Mr. Trump’s behavior, not just with women, is wholly reprehensible and must never be made to appear “normal” in any way. But his treatment of women is a hallmark example of what our society has long been and continues to be; a place where women have had to struggle for a place to be heard, to be taken seriously, to be seen as more than objects of a male leer. I am currently reading the fine book by Stephen Greenblatt, The Rise and Fall of Adam and Eve, in which this superb scholar of the humanities at Harvard examines how the biblical story from Genesis has so strongly determined what the relationships between the sexes has become in the western world. It is true, as he says, that Augustine and John Milton have both played outsized roles in fixing the hierarchy of men over women, the one theologically and the other literarily. It is a fascinating read, and I commend it to you.

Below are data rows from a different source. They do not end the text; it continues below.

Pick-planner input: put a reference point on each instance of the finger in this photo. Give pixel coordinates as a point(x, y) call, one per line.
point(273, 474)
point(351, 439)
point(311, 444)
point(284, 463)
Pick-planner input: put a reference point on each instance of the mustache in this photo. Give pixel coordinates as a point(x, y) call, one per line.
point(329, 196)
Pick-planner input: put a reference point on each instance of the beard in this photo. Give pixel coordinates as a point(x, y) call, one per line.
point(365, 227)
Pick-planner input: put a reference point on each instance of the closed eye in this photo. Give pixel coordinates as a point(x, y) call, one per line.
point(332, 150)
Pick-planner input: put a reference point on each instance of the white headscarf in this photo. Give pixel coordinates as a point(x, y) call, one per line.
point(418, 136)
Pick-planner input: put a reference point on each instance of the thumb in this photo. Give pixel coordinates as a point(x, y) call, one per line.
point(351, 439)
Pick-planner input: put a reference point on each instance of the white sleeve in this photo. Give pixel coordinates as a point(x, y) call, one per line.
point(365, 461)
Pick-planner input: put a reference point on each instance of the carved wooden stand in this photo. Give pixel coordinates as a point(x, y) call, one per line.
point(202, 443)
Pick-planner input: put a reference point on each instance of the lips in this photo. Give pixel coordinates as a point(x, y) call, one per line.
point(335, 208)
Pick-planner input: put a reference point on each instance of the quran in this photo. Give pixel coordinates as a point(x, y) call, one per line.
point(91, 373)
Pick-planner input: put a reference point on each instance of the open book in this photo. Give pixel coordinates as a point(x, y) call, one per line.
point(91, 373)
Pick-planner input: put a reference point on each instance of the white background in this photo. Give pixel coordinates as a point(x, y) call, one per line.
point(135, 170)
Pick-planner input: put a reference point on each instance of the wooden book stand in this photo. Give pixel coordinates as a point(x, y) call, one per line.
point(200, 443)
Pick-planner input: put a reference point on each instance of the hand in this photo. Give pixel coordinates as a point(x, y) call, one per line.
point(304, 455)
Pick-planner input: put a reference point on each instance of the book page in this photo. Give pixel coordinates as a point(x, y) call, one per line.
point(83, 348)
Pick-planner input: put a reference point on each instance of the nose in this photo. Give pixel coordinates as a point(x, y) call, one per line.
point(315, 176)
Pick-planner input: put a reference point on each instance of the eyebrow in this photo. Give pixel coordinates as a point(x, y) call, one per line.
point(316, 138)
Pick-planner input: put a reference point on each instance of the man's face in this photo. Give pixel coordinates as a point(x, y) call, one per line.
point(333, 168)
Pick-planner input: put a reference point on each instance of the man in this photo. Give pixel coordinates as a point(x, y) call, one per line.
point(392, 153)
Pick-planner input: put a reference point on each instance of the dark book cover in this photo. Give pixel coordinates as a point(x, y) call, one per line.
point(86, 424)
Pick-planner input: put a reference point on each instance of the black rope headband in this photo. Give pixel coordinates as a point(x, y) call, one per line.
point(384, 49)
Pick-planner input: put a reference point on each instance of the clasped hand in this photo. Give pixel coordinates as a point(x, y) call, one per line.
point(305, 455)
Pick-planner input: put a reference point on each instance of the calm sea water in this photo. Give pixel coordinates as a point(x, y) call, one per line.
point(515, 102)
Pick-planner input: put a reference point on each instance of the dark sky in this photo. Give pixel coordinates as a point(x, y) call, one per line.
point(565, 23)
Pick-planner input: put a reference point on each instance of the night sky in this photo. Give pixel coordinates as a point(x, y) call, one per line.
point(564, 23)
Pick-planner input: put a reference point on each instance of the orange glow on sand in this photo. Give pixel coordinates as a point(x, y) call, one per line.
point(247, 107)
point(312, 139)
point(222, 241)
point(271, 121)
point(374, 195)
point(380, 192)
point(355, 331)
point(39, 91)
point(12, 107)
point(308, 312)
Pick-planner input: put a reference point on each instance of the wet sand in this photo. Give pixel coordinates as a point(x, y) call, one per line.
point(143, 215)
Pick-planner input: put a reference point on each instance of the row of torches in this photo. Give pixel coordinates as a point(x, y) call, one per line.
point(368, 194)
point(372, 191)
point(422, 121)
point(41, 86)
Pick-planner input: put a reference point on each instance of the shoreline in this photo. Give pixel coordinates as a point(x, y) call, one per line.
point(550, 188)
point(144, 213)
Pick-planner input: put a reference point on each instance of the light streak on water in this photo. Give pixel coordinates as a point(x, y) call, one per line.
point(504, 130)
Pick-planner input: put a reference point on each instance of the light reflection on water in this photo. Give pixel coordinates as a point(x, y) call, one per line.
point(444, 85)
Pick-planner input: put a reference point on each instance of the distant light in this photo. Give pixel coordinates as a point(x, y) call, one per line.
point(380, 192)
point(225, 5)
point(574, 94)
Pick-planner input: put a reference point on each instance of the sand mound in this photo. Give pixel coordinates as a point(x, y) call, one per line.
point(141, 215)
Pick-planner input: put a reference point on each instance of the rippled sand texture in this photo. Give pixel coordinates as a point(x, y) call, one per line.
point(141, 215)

But the question for me, and for my male colleagues, is what do we intend to do about our misogyny? The author of the letter to the Ephesians, whether Paul or some other early Christian, said this: “In Christ there is neither male nor female,” by which I think he means that traditional hierarchies are dashed in the glaring light of the Christ of God. For those of us who claim Christianity as our way of approaching life, surely that basic statement might urge us, call us, to put off our misogyny and begin to put on the clothes of Christ. Mr. Trump claims to be a Christian; may I say to him that his misogyny has no place in his life, and I urge him to hear the upward call of God to put away his overt hatred and abuse of women now and forever. And I will try to do the same.